We had lively conversations about ethics versus aesthetics: of course writers are always transforming other sources, but is there a bright line somewhere designating kinds of appropriation that are just wrong? The college I teach at has a strong honor system, so not surprisingly, some students argued that McDaniel’s poems simply constitute plagiarism. Others found them beautiful and powerful, and suggested the quality of the art could mitigate his failure to seek the appropriate permission.
Truly, strong differences of opinion are great in a classroom, and I’m glad to have made space for them. And I see why people find McDaniel’s poems beautiful and powerful. Yet even if it were possible to put aside the ethical problems, McDaniel’s poststructuralist justifications drive me banana. Yes, yes, we and our voices are fragmented and multiple, but this is an academic piety I’ve grown up with and I’m bored of it. Poetry is an art of implication, of mysterious and not-quite-tameable resonance, and yet I’m no fan of the fashionable jumpy, extremely anti-narrative mode (well, except for the very very best stuff). It strikes me as lazy. I want to shout: “Do the work! Make the connections, or at least give me enough hints that I can do it! Know what your own damn poem is ABOUT!” And, um, I kind of did in class, although I wasn’t very shouty.
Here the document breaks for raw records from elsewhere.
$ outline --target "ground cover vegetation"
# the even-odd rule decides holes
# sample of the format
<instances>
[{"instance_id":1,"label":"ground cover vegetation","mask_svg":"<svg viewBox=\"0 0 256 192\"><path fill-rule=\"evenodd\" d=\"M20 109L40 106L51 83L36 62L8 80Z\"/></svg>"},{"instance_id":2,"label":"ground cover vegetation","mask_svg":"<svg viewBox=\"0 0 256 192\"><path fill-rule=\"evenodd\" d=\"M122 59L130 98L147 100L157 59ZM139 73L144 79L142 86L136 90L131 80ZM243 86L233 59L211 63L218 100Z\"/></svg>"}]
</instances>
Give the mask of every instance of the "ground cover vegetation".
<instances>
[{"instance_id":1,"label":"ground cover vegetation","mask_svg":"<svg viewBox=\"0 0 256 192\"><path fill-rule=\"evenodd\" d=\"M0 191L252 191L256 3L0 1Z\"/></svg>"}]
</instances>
So there I was, potentially closing down interesting dissent with my own strong internal rating system, and only two weeks into the term, no less. It seemed unwise to me, but I feel so fiercely about the whole business–I take poetry personally, and I think others should, too. The lone banana, split. It’s a fabulous group of students, though, so I suspect they’ll bounce back with their own fierce age-of-Google opinions and puree me.